A la fin du XIXe siècle, l’industrie est en plein essor. À la recherche d’un travail, les hommes et les femmes quittent les campagnes et se dirigent vers les villes. La population présente dans les villes augmente fortement, entrainant par la même occasion une augmentation des besoins en produits laitiers.

Pour répondre à cette demande, plusieurs laiteries furent créées par les agriculteurs dans les villages du canton afin de gérer leur production. Le lait était livré à La Laiterie agricole et la grande Laiterie centrale, fondée en 1889.

Publicité en mai 1910, Tribune de Genève

Leurs fondateurs avaient deux buts : améliorer les conditions générales du commerce du lait à Genève et faciliter aux agriculteurs la vente de ce produit. Ce double but a été atteint. Les laitiers de la ville ont dû suivre l'impulsion donnée par la Laiterie centrale et pour les fournisseurs de cet établissement du moins, le prix de vente pour les agriculteurs a été légèrement élevé. Elie Debourgogne, fermier à la ferme de St Loup gère la succursale de la laiterie centrale de Versoix jusqu’à son décès en 1913.

Lors de son assemblée du 11 janvier 1901, la Société de laiterie de Versoix nomme Auguste Mundinger comme membre du comité, Jean Cohanier est désigné comme président et Lucien Piccot comme vice-président.  Le Recensement du bétail par commune pour l'année 1918, effectué par le Département du Commerce et de l'Industrie nous apprend qu'à Versoix, 21 propriétaires possèdent un total de 82 vaches, 50 génisses; que 16 d'entre eux sont membres de la Société de laiterie de Versoix à qui il livrent leur lait. 

En 1911, la Laiterie agricole et la grande Laiterie centrale fusionnent pour donner naissance aux Laiteries Genevoises Réunies.Cette nouvelle laiterie s’installe au quartier des Acacias avec pour ambition de garantir la distribution de lait pour toute la population du canton. Cette vaste construction comprend un étage avec sous-sol et couvre une superficie de 4300 mètres carrés. L'architecte a su faire un édifice simple d'aspect mais élégant et pratique.

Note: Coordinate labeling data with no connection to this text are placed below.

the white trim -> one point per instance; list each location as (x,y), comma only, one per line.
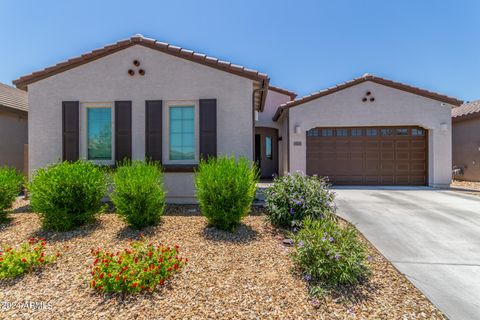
(83,130)
(166,130)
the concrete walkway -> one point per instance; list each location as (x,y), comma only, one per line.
(432,236)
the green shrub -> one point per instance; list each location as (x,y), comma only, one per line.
(25,258)
(10,186)
(141,268)
(293,197)
(225,190)
(138,195)
(67,195)
(330,254)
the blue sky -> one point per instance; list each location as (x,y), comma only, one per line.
(303,45)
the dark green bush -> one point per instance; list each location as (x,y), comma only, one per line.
(10,186)
(330,254)
(139,196)
(67,195)
(293,197)
(225,190)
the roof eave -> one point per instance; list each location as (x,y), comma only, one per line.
(23,82)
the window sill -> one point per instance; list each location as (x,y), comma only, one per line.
(179,167)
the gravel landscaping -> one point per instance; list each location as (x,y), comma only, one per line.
(246,275)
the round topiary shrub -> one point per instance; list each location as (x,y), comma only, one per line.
(295,196)
(10,187)
(225,190)
(330,254)
(138,193)
(67,195)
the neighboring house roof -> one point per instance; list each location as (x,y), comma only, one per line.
(367,77)
(466,111)
(13,99)
(292,94)
(138,39)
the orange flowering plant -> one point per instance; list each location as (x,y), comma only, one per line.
(142,267)
(24,258)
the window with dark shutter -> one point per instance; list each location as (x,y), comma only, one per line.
(208,128)
(70,130)
(123,130)
(153,130)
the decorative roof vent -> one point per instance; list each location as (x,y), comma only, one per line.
(368,97)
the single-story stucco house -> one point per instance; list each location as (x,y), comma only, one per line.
(466,141)
(13,127)
(140,98)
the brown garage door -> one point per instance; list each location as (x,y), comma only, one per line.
(368,155)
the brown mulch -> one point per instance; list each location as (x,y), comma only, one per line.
(246,275)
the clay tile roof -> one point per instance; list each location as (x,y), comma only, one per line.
(363,78)
(466,110)
(13,98)
(23,82)
(292,94)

Photo site internet Laiteries Réunies Genève

Visite guidée

Le lait amené matin et soir de la campagne dans des récipients fournis par la société aux producteurs est, en arrivant à la laiterie, versé dans des filtrés spéciaux destinés à enlever toutes les impuretés qu'il pourrait encore renfermer après le premier filtrage chez le producteur. De ces filtres il coule directement dans une bascule à lait et une fois pesé on fait fonctionner une soupape pour conduire le liquide dans un grand bassin en cuivre étamé ; de là il est aspiré par une pompe spéciale au 1er étage où au moyen de deux grands réfrigérants sa température est abaissée à quelques degrés en dessus de 0 centigrade. Le lait redescend ensuite au rez-de-chaussée dans une chambre froide contenant six grands bassins en cuivre étamé d'une contenance de trois mille litres chacun ; la température de la chambre froide est maintenue très bas au moyen d'une machine frigorifique fournie par la Sté Genevoise d'Instruments de physique ; de cette chambre froide le lait sort dans le local de distribution au fur et à mesure des besoins.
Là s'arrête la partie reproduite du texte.